Our approach to supporting members like Gary has evolved, and we have partnered with The COACH Program, a leading evidence-based coaching program. The program is run by our own in-house Health Concierge team to support eligible members with a heart condition or diabetes.

HCF has employed and trained health professionals like dietitians, pharmacists and nurses to support eligible members with our 100% telehealth program, in collaboration with advice and treatment plans from the member’s doctor as an extra helping hand.

You might be eligible for the COACH program if you’re an HCF member and have a heart condition or diabetes and had HCF hospital cover for at least 12 months that includes heart conditions and vascular system. Clinical eligibility applies. Excluding Ambulance Only, Accident Only Basic Cover and Overseas Visitors Health Cover.

Staying connected to community with a positive outlook 

Gary has had several other procedures in recent years, including a GreenLight prostate procedure, a hernia operation and the removal of a lump in his arm. But he has a positive outlook, no matter the issues he faces: “When you’re older, you’re a work in progress because all the parts start to break down. As you get older, that’s part of the challenge.”

He’s also been more aware of maintaining social ties, which he admits as an older, newly single person isn’t always easy.

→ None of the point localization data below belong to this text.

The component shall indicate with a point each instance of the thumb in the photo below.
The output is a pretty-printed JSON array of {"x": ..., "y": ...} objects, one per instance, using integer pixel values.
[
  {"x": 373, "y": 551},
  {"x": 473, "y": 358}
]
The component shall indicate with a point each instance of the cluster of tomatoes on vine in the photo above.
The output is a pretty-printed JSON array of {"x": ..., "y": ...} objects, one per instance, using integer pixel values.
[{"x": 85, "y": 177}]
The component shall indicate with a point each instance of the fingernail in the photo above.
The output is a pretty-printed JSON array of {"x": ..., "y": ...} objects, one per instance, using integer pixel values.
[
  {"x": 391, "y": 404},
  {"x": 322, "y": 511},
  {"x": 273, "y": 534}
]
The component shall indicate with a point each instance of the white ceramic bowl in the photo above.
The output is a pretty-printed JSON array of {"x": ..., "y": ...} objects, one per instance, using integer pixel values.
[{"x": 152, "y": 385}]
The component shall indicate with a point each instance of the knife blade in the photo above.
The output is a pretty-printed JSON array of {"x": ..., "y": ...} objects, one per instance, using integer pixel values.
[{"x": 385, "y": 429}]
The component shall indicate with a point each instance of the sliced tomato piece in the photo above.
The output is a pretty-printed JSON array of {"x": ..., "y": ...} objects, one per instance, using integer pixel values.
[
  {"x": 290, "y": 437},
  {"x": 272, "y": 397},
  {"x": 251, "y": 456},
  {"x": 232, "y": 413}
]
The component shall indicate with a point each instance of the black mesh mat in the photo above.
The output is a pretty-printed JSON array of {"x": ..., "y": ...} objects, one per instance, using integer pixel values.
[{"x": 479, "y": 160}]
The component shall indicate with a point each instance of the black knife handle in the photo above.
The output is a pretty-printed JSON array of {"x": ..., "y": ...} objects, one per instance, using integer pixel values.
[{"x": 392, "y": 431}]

“I’m putting more effort into entertaining than you would normally because I’ve got time and, although we always entertained, it’s now up to me to keep the home fires burning. I bring the guys in for lunch and we have a sausage sizzle and a few beers. Their wives drop them off and pick them up. A lot of people don’t do it, and we know what happens… They end up with other health problems.”

Acts of Uncommon Care

As HCF celebrates its 90th birthday in 2022, we’re proud of the thousands of acts of care, big and small, that have positively changed the lives of our members, like Gary, since 1932. Our history is a story of industry-leading achievements, member-first milestones and investment in health and wellbeing innovation to provide Uncommon Care for our members. We’ve always believed in finding ways to help you be your healthiest self.